Wife is tired, decides to go to bed early because she was up at 5am for some reason. I say I'm going to watch a movie with kids, she says "great, good night". Son(10yr) goes upstairs about 45 mins later to go to bathroom. Decides to open door and see if mom wants to cuddle. She says "No. Not now! I'm trying to sleep. Get out!" He comes downstairs and says "mom hates me". I tell him mom doesn't hate him, but she is exhausted and depressed and you just woke her up. I tell him sorry forgot to tell you that mom was going to sleep and not to bother. Do I say something in the AM to my wife about how she hurt her son with that reaction and rejection (even though he woke her)? I'm just afraid that it will start the day off sour and with the weekend ahead... .need every chance I can get to make it smooth as possible. (I hate weekends) Title: Re: suggested response to this? Post by: livednlearned on December 03, 2016, 08:23:58 AM I see a slightly different dynamic going. You have a lot of power -- it could really change things for your child to make a small adjustment.
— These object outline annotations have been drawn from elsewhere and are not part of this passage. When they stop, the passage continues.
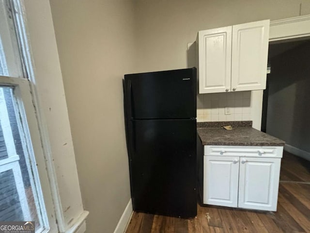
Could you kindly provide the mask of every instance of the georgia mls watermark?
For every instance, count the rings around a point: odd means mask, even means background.
[[[34,233],[34,221],[0,222],[0,233]]]

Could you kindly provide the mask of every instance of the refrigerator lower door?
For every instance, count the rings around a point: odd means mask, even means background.
[[[134,210],[197,215],[196,122],[134,120],[129,155]]]

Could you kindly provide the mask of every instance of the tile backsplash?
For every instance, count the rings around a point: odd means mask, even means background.
[[[225,107],[230,115],[225,115]],[[197,121],[251,120],[251,91],[197,95]]]

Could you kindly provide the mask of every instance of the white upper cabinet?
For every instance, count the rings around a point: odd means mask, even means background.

Your son told you how he felt, in kid language (mom hates me). And your response amounted to, "Your feelings are wrong. And here's why." You had good intentions! We all do. The skills to address this kind of thing are non-intuitive. Instead of telling BPDw, "Hey, that was mean last night what you did," which you know will end badly, and won't change anything, you can validate your child's feeling in the moment he feels hurt (or after). "Wow, that would hurt my feelings too if someone said that to me. I can see why you feel hurt. Let's snuggle here together for a few minutes." When you give him your empathy and validation, it does not change how he feels about his mom, it validates that yes, when someone tells you to get out and go away, it hurts. He will be much more likely in his future intimate relationships to listen to those feelings, instead of pushing them down and making excuses for them, ignoring warning signs and red flags as he looks for a loving partner. Basically, you help him feel less isolated in his emotions, which is a really tough place to be in (as many of us know) Title: Re: suggested response to this? Post by: malibu4x on December 03, 2016, 08:35:00 AM Instead of telling BPDw, "Hey, that was mean last night what you did," which you know will end badly, and won't change anything, you can validate your child's feeling in the moment he feels hurt (or after). "Wow, that would hurt my feelings too if someone said that to me. I can see why you feel hurt. Let's snuggle here together for a few minutes." Thank you! Exactly what I needed to hear. Title: Re: suggested response to this? Post by: teapay on December 03, 2016, 09:00:34 AM With 5 small kids in our house this is a common situation. I handle it the way you did because it accurately describes the reality of the situation, but I would add mom shouldn't have treated you in that way (by yelling), but also that they should respect mom's wishes to be alone and to sleep.